ROC curve analysis confirmed that both TGS models were able to discriminate sprinters from controls; however, the area under the ROC curve of the TGS computed using 15 SNPs (AUC [95% CI]: 0.781 [0.725–0.837]) suggests a better accuracy compared to the TGS computed using 70 SNPs (AUC [95% CI]: 0.673 [0.608–0.738]) (Table 3). When the TGS was computed using 15 SNPs, the control group had scores between 23.3 and 73.3 (7 to 22 favorable alleles) and the athlete group had scores between 40.0 and 86.7 (12 to 26 favorable alleles). Based on this score distribution, it was found that 76.6% of the sprinters had scores ≥ 60.0 (18 favorable alleles) compared to only 29.4% of the controls. Therefore, those with a score ≥ 60.0 had an increased odds ratio (OR) of being a sprinter when compared to those with a score ≤ 56.7 (17 favorable alleles) (OR: 7.89; p < 0.0001). As the scoring range for the TGS computed using 70 SNPs was smaller, the best cut-off point was 52.1 (73 favorable alleles), where it was found that 71.5% of the sprinters had scores ≥ 52.1 compared to 44.4% of the controls (OR: 3.14; p < 0.0001).
3.3. Muscle Biopsy Study
Of the 15 SNPs associated with fast walking and sprint athlete status, only IGSF3 rs699785 has been linked (p = 0.042, adjusted for age) with muscle fiber composition of m. vastus lateralis in physically active men (n = 67) (Supplementary Table S4). More specifically, the high-speed-walking allele (IGSF3 rs699785 A) has been associated with an increased proportion of fast-twitch muscle fibers.

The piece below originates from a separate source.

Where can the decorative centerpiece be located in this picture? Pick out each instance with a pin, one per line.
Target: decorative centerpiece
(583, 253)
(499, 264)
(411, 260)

3.4. Bioinformatical Analysis of 15 SNPs
Using UK Biobank data (https://genetics.opentargets.org (accessed on 6 September 2022)), we also established the association of 14 (out of 15) favorable alleles (rs55680124 C, rs13107325 C, rs4134943 T, rs1667369 A, rs143384 G, rs2920503 T, rs10452738 A, rs699785 A, rs11548200 T, rs2439823 A, rs11264302 G, rs205262 A, rs12883788 C, rs11881338 A) with low BMI and fat percentage, 8 favorable alleles (rs55680124 C, rs13107325 C, rs4134943 T, rs1667369 A, rs143384 G, rs2920503 T, rs10452738 A, rs2439823 A) with increased handgrip strength, 7 favorable alleles (rs55680124 C, rs13107325 C, rs4134943 T, rs1667369 A, rs143384 G, rs10452738 A, rs699785 A) with increased height, and 7 favorable alleles (rs55680124 C, rs13107325 C, rs4134943 T, rs1667369 A, rs143384 G, rs2920503 T, rs11548200 T) with increased fat-free mass (Supplementary Table S2). In addition, four favorable alleles (rs55680124 C, rs13107325 C, rs1667369 A, rs699785 A) were found to be protective against falls in the last year in the UK Biobank cohort (Supplementary Table S2). On the other hand, we found several opposite associations, where favorable alleles were associated with decreased fat-free mass (five SNPs), decreased height (one SNP) and decreased handgrip strength (one SNP) (Supplementary Table S2).
4. Discussion
The present study aimed to identify the shared genetic background between self-reported walking pace and sprinter status. Since walking speed (e.g., step frequency) has a high correlation with sprint performance variables [8], it appears reasonable to assume that HSWAs can be part of a favorable genetic architecture of elite sprinters and therefore critical for superior sprint performance achievement. Indeed, we identified that 20 out of 70 candidate SNPs were more frequent in elite sprinters compared to ethnically matched controls. Of these, 15 SNPs had the same direction of association between self-reported brisk walking pace and sprint athlete status—HSWAs were overrepresented in sprinters. The most significant SNP (rs699785) was located in the IGSF3 gene and its favorable allele (i.e., the A allele) was also associated with an increased proportion of fast-twitch muscle fibers (beneficial to sprinting), increased height and decreased BMI.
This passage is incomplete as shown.